A VAPOR-GROWN CARBON FIBER-REINFORCED BERYLLIUM COMPOSITE FOR PLASMA FACING MATERIAL

Period of Performance: 01/01/1993 - 12/31/1993

$74.9K

Phase 1 SBIR

Recipient Firm

Applied Sciences, Inc.
141 W. Xenia Ave.
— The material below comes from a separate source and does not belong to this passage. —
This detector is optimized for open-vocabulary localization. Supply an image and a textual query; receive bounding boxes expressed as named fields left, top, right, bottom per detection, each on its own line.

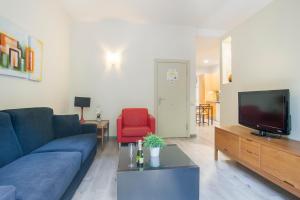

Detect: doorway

Array
Cedarville, OH 45314
Principal Investigator

Abstract

BERYLLIUM (BE) IS A CANDIDATE MATERIAL FOR DIVERTERS IN NUCLEAR FUSION REACTORS. HOWEVER, THE USE OF BE IS LIMITED BY ITS MODERATE THERMAL CONDUCTIVITY (218 W/M-K) AND BRITTLENESS, BOTH OF WHICH RESULT IN A LOW THERMAL SHOCK RESISTANCE. THE MODERATE THERMAL CONDUCTIVITY AND POOR MECHANICAL STRENGTH ALSO PLACE A LIMITATION ON THE THICKNESS OF THE BE COMPONENT, IN TURN LIMITING THE LIFETIME OF BE DIVERTER TILES. CARBON/CARBON COMPOSITES HAVING MUCH HIGHER THERMAL CONDUCTIVITY AND MECHANICAL STRENGTH HAVE BEEN DEVELOPED; HOWEVER, CARBON MATERIALS SUFFER FROM HIGH PHYSICAL AND CHEMICAL SPUTTERING EROSION RATES AND HIGH TRITIUM RETENTION. IT IS PLANNED TO DEVELOPED A GRAPHITE-FIBER-REINFORCED BE COMPOSITE WHICH WILL MANIFEST THE ADVANTAGES OF BOTH BE AND CARBON/CARBON COMPOSITES, AND WHICH WILL AMELIORATE THE DISADVANTAGES OF EITHER ONE. THE GRAPHITE FIBER PROPOSED FOR USE, CALLED VAPOR GROWN CARBON FIBER (VGCF), HAS THE HIGHEST THERMAL CONDUCTIVITY OF ALL CARBON FIBERS AVAILABLE, AS WELL AS LOWEST REACTIVITY. THE RESULTING MATERIAL IS ANTICIPATED TO EXHIBIT A THERMAL CONDUCTIVITY IN EXCESS OF 800 W/M-K BECAUSE OF THE USE OF VGCF, AND A MUCH HIGHER MECHANICAL STRENGTH BECAUSE OF THE COMPOSITE STRUCTURE. IN PHASE I A RAPID PRESSURE INFILTRATION TECHNIQUE WILL BE USED TO FABRICATE THE COMPOSITES. EFFORT WILL BE DIRECTED TOWARD EXAMINING INTERPHASE FORMATION, IF ANY, BETWEEN VGCF AND BE, AND DEMONSTRATING A VGCF/BE COMPOSITE WITH IMPROVED THERMAL AND MECHANICAL PROPERTIES. THERMAL CONDUCTIVITY, FRACTURE TOUGHNESS, AND MICROSTRUCTURAL ANALYSES WILL BE PERFORMED.